HTR-United / htr-united

Ground Truth Resources for the HTR of patrimonial documents

Home Page:https://htr-united.github.io

Geek Repo:Geek Repo

Github PK Tool:Github PK Tool

Adding dataset ARletta

lithlefranc opened this issue · comments

Hello !

Here is our dataset YAML file:

schema: https://htr-united.github.io/schema/2023-06-27/schema.json
title: ARletta
url: zenodo.org/records/11191457
authors:
 - name: Lith
   surname: Lefranc
 - name: Ilja
   surname: Van Damme
 - name: Thibault
   surname: Clérice
 - name: Mike
   surname: Kestemont
institutions:
 - name: University of Antwerp
 - name: National Institute for Research in Digital Science and Technology, Paris
description: Open-source handwritten text recognition models for historic Dutch
project-name: Bias in History
project-website: https://www.bias-in-history.eu/
language:
 - nld
 - fra
production-software: eScriptorium + Kraken
automatically-aligned: false
script:
 - iso: Latn
script-type: only-manuscript
time:
 notBefore: '1600'
 notAfter: '1940'
hands:
 count: more-than-10
 precision: estimated
license:
 name: CC-BY-SA 4.0
 url: https://creativecommons.org/licenses/by-sa/4.0/
format: Page-XML
volume:
 - metric: lines
   count: 431359
 - metric: regions
   count: 44536
 - metric: pages
   count: 10267
 - metric: characters
   count: 14253206
transcription-guidelines: diplomatic transcription: all of the text was transcribed verbatim, preserving all of its original features:
 - orthography: preserve original spelling
 - abbreviations: do not expand abbreviations
 - capitalization: retain original use of uppercase and lowercase letters
 - punctuation: transcribe punctuation marks exactly as they appear, even of they are unconventional by modern standards
 - special characters: include any special characters or symbols as they appear
 - formatting: maintain original formatting such as underlining or strikethrough
 - errors and corrections: include all errors and corrections found in the text
 - non-interpretative: avoid interpreting or modernizing the text
 - use the '@' symbol for characters you can not read an tag them as 'unclear' on baseline level
 - tag marginal text as 'marginalia' and main body text as 'paragraph' on region level

Hello Lith,

Thank you very much for this contribution and sorry for the late response! I have created a PR corresponding to the addition of the dataset card in the catalog.
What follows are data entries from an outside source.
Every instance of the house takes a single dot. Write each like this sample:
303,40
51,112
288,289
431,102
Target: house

Regarding the description of the transcription guidelines, I think the description could be improved. Could you provide more details or refer to a transcription rulebook published somewhere else?

I have a remark that is not linked to the addition to HTR-United: on the Zenodo repo, you mention twice "/datasets/antw-expert: the image files and preprocessed transcription files for the Antwerp data (annotated by the expert);". Is the repository missing something or is it a typo?

Hello Alix,
Thanks for your remark on the Zenodo repository. That is a typo indeed. I have corrected it.
Considering the transcription guidelines: do the adjustments suffice?
Thank you!
Best wishes,
Lith

Hello,

Perfect, I just updated the yml file and merged the entry to the catalog :)
Thank you again for your contribution!